只在心神激蕩之間,巨城已在四頭蒼龍拖曳下,重行隐入虛空。紀若塵徐徐張開雙眼,才發覺不知何時已是淚流滿面。

玉童早拖着孫果躲到玉臺的另一端,只向着無盡虛空猛看,也不知在看些什麽。

紀若塵此際心境堅定,與前生實已相去無已,當下早将心神激蕩平複下來,重歸無喜無悲的冰寒。

他向玉臺外的無盡虛空一指,淡淡地道:“欲到人間界,只要從這裏跳下去即可。你二人皆曾被我以熐炎煉魂,重入輪回之後當會記得此間之事。輪回後你們各尋機緣,三年內來與我相見。好了,這便去吧!”

玉童一驚,忙叫道:“大人,可是……”

玉童話未說完,便見紀若塵已一躍而下!玉童大驚,撲到玉臺邊緣,向下望去,只見紀若塵身影急速下墜,轉眼間已隐沒在無盡虛空之中!

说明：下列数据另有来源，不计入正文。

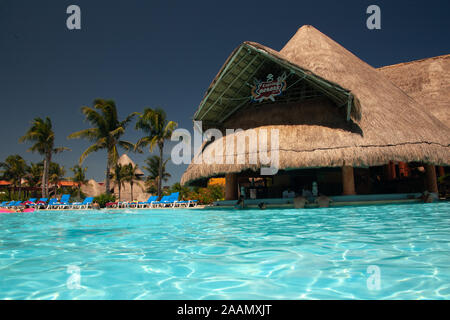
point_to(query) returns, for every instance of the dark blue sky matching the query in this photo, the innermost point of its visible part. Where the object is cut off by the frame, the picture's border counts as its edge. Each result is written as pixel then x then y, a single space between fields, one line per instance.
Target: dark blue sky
pixel 165 53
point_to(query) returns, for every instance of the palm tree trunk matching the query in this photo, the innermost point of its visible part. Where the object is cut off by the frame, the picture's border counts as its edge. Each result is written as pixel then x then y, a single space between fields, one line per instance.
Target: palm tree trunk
pixel 131 187
pixel 44 178
pixel 161 146
pixel 108 163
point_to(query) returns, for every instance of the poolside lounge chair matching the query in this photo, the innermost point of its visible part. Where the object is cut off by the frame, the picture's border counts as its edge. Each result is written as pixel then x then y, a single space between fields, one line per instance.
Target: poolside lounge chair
pixel 15 204
pixel 168 201
pixel 51 203
pixel 4 204
pixel 86 204
pixel 41 203
pixel 148 203
pixel 29 201
pixel 186 203
pixel 63 203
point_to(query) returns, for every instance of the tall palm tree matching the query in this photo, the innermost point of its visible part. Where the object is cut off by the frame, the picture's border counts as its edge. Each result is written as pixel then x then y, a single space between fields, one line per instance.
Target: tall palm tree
pixel 14 169
pixel 153 165
pixel 131 176
pixel 34 174
pixel 56 174
pixel 105 132
pixel 158 129
pixel 79 176
pixel 118 176
pixel 41 133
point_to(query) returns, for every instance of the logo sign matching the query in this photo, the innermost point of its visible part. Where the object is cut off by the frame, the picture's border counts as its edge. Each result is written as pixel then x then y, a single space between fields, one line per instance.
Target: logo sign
pixel 269 89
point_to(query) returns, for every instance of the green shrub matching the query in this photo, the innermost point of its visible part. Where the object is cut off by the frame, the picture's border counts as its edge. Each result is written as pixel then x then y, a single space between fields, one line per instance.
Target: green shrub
pixel 104 198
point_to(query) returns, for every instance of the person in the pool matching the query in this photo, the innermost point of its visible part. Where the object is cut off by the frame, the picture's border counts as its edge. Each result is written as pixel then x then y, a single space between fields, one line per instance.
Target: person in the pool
pixel 300 202
pixel 240 203
pixel 428 197
pixel 323 201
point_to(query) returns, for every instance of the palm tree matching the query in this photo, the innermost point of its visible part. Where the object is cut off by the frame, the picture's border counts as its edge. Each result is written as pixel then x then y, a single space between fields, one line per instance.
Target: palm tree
pixel 105 132
pixel 153 168
pixel 158 129
pixel 118 176
pixel 131 176
pixel 56 174
pixel 41 133
pixel 79 176
pixel 14 169
pixel 34 174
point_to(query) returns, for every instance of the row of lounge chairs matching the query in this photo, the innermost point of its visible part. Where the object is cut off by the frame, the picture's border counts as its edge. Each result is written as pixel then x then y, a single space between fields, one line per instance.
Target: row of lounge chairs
pixel 170 201
pixel 44 203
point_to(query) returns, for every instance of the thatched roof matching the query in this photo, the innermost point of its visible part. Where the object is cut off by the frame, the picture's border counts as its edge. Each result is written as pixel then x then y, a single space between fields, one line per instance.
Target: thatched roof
pixel 92 188
pixel 125 160
pixel 425 80
pixel 386 124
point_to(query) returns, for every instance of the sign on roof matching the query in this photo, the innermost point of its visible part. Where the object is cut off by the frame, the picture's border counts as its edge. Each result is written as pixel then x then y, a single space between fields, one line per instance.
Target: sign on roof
pixel 269 89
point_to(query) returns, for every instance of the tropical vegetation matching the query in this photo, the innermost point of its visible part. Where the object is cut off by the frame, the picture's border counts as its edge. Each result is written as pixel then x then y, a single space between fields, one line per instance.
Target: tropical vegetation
pixel 42 136
pixel 106 133
pixel 157 129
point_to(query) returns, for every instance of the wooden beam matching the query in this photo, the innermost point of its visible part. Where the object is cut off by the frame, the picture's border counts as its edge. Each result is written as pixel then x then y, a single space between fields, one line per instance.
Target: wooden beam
pixel 231 83
pixel 349 106
pixel 224 72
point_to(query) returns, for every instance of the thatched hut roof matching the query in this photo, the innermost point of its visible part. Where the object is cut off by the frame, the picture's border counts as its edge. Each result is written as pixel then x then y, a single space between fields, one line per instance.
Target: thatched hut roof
pixel 125 160
pixel 425 80
pixel 360 118
pixel 92 188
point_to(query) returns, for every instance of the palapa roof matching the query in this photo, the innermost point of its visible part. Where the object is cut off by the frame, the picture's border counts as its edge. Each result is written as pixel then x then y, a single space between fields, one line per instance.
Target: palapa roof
pixel 126 160
pixel 92 188
pixel 372 121
pixel 425 80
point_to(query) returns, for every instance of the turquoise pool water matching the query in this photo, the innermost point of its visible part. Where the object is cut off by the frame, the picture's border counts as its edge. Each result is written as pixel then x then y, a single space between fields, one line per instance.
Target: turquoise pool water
pixel 373 252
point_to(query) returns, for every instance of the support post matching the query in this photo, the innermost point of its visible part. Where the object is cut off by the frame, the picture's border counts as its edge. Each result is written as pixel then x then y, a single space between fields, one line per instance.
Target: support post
pixel 392 172
pixel 431 180
pixel 348 181
pixel 231 186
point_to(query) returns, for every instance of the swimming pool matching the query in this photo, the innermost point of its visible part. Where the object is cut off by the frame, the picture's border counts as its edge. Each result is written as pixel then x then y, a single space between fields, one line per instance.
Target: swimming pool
pixel 373 252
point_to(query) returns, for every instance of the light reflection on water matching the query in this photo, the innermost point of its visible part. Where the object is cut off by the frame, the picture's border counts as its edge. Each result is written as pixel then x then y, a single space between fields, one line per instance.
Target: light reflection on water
pixel 228 254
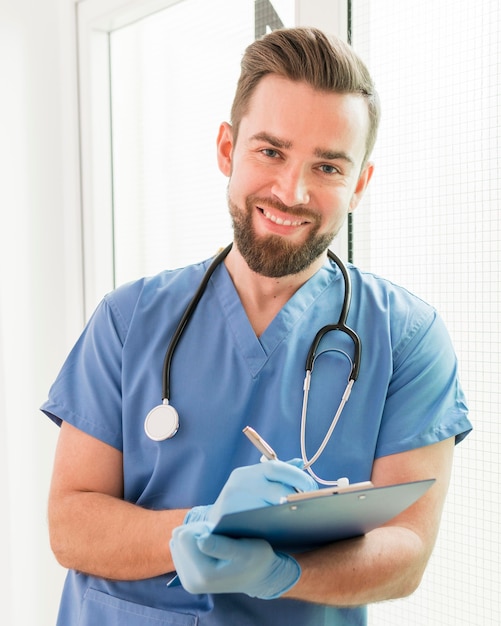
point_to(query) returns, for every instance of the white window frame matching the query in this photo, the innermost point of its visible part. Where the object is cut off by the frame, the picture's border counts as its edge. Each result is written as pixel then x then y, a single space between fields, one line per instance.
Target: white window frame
pixel 96 19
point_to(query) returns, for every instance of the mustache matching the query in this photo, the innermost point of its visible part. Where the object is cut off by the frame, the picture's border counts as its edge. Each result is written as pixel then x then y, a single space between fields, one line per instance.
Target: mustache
pixel 295 211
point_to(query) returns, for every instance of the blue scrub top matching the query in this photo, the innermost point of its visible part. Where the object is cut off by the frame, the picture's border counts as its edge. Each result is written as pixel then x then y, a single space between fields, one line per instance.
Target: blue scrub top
pixel 223 378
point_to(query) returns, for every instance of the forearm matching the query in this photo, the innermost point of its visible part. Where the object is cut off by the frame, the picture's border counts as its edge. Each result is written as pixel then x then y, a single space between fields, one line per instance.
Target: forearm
pixel 104 536
pixel 387 563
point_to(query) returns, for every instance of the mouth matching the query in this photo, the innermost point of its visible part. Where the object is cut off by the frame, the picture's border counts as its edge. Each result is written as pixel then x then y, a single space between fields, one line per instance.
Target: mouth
pixel 281 221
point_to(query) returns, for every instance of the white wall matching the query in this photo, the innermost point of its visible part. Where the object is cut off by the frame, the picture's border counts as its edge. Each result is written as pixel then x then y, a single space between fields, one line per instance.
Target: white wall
pixel 40 285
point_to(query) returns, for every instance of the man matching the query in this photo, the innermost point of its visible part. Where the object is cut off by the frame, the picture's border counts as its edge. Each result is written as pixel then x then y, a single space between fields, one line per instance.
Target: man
pixel 126 511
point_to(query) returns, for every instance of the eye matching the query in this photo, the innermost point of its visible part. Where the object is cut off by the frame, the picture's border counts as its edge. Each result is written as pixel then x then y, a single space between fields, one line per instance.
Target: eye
pixel 270 152
pixel 329 169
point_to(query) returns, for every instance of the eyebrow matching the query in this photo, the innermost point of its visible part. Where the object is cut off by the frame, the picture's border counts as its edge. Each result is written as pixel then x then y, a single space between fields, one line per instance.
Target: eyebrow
pixel 321 153
pixel 276 142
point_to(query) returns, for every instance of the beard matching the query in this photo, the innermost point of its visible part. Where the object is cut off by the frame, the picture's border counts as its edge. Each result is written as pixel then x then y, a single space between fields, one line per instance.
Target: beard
pixel 271 255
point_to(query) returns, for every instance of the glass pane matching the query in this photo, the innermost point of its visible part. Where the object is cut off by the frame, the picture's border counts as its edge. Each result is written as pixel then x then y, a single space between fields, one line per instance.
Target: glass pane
pixel 432 223
pixel 173 79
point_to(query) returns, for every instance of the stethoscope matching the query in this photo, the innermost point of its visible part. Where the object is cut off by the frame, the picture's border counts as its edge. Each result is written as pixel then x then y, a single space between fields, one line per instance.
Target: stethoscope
pixel 162 422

“這……這……”玉童看着玉臺外的茫茫虛無,就是沒有勇氣跳下去。

這在此時,忽聽得背後孫果陰森森地道:“便讓貧道來助你一臂之力!”

一股柔和力道傳來,剛好将玉童的頭顱碰出了玉臺邊緣。連綿不絕的慘叫聲中,玉童也墜入虛空之中。

孫果推落玉童,冷笑一下,也縱身自玉臺跳下。